Aldo Rebelo defende meia-entrada, mas diz que seguirá governo

Meia-entrada é ponto polêmico da Lei da Copa, em debate no Congresso.
Novo ministro diz que irá vetar convênios com ONGs, foco das denúncias.

O novo ministro do Esporte, Aldo Rebelo (PC do B-SP), disse nesta quinta-feira (27) defender a meia-entrada para estudantes em jogos da Copa do Mundo de 2014, mas afirmou que seguirá o governo independentemente de suas convicções pessoais.

A Lei Geral da Copa, em discussão no Congresso, permite que a Fifa estabeleça os valores dos ingressos para os jogos. No governo, a posição oficial do ministro Orlando Silva era de que só havia na lei brasileira a possibilidade de meia-entrada para idosos. Em relação a estudantes, por exemplo, não havia previsão até a aprovação pela Câmara do Estatuto da Juventude, que federaliza o direito para estudantes. O governo anunciou que poderia alterar o texto no Senado.
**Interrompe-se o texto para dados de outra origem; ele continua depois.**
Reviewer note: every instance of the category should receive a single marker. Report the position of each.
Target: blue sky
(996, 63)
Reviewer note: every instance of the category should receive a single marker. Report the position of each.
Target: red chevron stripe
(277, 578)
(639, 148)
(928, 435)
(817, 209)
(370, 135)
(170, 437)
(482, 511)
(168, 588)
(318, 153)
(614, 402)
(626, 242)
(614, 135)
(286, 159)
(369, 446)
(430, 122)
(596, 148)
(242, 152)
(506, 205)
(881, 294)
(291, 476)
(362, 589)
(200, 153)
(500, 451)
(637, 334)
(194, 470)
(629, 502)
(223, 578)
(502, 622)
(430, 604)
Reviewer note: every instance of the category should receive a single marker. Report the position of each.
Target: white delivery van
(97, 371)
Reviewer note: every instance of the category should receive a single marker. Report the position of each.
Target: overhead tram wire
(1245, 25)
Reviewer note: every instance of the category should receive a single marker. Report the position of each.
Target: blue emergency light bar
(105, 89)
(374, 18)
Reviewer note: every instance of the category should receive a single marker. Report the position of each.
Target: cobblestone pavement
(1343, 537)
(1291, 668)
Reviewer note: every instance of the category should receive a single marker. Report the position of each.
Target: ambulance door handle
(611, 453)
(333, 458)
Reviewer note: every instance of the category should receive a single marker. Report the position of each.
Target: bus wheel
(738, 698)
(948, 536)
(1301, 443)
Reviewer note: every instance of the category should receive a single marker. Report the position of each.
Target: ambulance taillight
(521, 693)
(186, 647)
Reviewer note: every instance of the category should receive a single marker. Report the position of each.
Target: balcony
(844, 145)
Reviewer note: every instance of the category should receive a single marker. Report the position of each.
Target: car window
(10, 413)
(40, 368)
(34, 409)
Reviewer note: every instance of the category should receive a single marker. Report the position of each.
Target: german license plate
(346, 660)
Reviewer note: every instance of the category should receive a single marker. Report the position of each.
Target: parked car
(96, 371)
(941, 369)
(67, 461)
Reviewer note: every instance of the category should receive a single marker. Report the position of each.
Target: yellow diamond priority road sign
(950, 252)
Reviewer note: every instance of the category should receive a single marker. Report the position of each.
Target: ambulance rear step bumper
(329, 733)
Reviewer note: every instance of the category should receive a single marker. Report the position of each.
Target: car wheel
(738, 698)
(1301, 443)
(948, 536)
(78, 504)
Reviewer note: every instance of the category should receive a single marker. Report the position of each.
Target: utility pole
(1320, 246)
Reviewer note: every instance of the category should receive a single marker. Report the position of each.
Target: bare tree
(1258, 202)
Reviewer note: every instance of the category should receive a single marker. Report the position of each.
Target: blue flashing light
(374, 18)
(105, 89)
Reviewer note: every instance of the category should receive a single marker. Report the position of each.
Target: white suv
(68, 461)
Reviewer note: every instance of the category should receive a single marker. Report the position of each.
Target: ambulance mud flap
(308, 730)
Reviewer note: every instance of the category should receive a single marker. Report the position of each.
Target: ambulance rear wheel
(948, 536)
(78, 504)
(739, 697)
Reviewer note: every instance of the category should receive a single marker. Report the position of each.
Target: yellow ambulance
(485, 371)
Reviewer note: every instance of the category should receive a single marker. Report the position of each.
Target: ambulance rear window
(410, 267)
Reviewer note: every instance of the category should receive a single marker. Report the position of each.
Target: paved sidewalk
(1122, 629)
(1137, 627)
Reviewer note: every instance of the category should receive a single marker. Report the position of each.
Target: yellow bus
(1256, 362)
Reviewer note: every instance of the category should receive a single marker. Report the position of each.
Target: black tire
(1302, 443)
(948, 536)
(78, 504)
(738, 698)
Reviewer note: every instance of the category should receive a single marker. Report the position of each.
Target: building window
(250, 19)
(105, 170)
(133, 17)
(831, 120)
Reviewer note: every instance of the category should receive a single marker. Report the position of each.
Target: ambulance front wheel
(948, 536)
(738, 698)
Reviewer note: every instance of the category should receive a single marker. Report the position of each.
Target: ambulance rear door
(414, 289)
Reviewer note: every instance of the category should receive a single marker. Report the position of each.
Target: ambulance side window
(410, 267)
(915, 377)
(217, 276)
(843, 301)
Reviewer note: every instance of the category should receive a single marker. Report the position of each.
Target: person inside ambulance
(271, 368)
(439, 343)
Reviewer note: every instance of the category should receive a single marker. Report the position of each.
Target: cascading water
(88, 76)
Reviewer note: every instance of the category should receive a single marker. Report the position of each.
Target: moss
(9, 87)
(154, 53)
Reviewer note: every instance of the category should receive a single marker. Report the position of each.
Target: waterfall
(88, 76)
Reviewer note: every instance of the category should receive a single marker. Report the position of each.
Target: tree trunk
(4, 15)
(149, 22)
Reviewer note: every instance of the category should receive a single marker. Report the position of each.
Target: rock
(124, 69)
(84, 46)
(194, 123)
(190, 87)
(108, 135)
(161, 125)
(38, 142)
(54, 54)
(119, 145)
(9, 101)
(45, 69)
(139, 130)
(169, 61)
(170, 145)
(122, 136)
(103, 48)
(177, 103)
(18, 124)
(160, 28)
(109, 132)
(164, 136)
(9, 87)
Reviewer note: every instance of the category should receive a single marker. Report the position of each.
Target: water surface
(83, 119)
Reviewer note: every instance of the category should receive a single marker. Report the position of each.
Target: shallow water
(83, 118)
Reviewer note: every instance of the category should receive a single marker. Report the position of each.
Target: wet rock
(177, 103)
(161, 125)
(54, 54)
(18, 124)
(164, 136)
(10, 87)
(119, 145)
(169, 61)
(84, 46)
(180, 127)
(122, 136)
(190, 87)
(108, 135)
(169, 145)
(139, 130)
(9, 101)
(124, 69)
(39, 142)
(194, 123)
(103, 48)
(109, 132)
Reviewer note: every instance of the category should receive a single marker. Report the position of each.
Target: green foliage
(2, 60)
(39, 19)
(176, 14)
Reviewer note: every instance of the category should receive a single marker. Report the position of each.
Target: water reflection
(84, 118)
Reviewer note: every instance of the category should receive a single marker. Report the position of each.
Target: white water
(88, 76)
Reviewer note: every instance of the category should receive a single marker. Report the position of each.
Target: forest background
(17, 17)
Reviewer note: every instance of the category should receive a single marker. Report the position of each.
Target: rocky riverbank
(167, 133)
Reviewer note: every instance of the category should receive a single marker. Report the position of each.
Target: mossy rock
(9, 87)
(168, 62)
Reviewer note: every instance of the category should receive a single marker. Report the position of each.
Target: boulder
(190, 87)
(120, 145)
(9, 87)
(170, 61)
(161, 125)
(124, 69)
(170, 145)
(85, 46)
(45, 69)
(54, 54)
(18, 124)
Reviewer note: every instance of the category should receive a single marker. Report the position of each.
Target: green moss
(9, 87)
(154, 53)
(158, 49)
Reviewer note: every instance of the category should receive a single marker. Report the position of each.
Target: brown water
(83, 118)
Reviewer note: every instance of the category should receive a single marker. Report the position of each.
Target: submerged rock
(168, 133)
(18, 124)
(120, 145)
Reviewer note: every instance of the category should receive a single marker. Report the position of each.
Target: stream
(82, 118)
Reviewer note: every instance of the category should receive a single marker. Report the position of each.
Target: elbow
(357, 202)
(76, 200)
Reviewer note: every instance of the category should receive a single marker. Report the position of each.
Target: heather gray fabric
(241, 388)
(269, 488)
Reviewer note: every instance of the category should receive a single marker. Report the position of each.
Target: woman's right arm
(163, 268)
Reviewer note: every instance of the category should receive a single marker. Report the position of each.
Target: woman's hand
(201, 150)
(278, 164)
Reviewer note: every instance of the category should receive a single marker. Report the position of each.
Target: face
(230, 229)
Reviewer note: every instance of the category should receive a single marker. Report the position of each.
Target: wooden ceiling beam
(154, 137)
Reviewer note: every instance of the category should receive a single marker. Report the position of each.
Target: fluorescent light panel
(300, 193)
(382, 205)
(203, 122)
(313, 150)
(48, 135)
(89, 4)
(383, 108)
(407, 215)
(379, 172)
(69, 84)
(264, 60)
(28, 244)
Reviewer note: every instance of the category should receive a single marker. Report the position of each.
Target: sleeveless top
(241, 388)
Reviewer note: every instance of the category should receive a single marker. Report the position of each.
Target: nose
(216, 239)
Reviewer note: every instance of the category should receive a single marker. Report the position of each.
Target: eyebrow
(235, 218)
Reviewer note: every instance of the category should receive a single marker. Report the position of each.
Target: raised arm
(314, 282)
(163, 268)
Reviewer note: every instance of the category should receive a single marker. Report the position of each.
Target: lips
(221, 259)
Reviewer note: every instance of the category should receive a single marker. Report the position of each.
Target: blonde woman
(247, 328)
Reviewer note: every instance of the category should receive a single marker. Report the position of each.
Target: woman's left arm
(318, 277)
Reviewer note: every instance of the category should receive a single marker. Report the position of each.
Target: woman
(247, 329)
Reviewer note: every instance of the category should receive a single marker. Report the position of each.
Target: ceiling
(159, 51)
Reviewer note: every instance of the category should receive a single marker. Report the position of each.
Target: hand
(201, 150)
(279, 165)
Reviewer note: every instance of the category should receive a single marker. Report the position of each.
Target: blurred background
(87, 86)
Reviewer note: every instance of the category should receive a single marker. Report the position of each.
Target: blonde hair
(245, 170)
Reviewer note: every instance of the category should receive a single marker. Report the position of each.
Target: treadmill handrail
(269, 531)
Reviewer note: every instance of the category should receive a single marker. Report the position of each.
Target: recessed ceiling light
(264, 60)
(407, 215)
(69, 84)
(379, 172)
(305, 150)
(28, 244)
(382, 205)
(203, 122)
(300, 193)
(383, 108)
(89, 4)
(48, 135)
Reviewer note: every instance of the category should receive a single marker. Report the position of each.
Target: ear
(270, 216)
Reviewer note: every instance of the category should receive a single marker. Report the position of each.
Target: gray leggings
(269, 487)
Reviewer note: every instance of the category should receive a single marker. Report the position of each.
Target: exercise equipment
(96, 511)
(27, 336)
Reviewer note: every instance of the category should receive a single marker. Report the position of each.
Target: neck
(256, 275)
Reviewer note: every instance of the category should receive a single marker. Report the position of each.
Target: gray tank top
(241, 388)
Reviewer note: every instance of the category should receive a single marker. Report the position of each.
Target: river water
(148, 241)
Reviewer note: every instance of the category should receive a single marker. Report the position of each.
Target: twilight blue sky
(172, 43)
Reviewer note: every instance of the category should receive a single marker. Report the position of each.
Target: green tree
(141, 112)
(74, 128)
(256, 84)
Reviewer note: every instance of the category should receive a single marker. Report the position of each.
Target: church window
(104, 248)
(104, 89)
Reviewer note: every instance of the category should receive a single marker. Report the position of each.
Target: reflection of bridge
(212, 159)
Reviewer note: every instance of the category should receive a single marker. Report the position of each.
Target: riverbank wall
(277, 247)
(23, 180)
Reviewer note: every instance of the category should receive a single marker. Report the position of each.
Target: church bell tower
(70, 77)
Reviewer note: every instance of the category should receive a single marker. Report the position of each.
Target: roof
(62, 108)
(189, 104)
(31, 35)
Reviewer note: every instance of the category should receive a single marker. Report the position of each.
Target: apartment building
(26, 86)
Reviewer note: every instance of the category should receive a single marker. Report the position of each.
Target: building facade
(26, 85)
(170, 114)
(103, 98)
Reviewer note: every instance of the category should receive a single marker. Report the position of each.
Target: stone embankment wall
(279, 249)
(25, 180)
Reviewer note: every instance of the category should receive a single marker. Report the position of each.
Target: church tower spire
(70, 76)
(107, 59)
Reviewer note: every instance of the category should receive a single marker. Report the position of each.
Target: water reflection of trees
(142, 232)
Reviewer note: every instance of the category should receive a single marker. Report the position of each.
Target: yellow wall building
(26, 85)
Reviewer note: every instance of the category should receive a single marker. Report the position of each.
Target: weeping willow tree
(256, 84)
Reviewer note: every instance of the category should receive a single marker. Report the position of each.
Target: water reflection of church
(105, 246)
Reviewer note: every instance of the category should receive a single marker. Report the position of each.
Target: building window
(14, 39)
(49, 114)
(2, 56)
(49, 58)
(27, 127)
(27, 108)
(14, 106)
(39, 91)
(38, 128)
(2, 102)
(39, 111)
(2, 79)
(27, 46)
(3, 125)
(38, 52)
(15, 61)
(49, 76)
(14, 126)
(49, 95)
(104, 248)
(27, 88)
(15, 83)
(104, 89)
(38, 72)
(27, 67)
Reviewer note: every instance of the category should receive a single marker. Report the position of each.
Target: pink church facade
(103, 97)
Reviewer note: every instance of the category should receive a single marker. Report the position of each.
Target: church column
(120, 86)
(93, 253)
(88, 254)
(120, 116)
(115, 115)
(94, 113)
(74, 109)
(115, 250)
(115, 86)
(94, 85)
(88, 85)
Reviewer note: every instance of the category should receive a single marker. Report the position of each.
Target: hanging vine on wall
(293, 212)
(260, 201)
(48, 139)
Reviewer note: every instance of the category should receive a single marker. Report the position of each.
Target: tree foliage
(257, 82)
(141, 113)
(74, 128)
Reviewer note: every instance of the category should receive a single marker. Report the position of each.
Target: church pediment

"Eu fui presidente da UNE, fui líder estudantil e uma das bandeiras sempre foi a defesa da meia-entrada. E esse é um direito que consta da legislação brasileira. (...) Não tenho que mudar minha posição pessoal. [Mas] É a posição do governo, é minha atribuição. (...) Eu sou torcedor do Palmeiras. Eu vou mudar minha posição porque a presidente é torcedora do Corinthians ou do Vasco?"

Aldo insistiu que iria defender apenas o que consta no projeto original do governo e disse que cabe aos deputados rever pontos da nova lei.

"Eu não tenho atribuição de rever a Lei da Copa porque essa é uma atribuição da Câmara dos Deputados. Eu vou defender a posição do governo", reiterou o novo ministro, que deve tomar posse na segunda-feira (31).

ONGs
Na entrevista à imprensa, o ministro afirmou ainda que "não pretende" firmar convênios entre o Ministério do Esporte com ONGs, mas apenas para "instituições que tenham mecanismos de controle e de prestação de contas provados”.

Foram justamente as suspeitas de irregularidades em convênios com ONGs que causaram a saída de Orlando Silva do cargo. Ele foi acusado de participar de um suposto esquema de desvio de dinheiro público em convênios do programa Segundo Tempo, que visa incentivar a prática esportiva entre crianças e adolescentes.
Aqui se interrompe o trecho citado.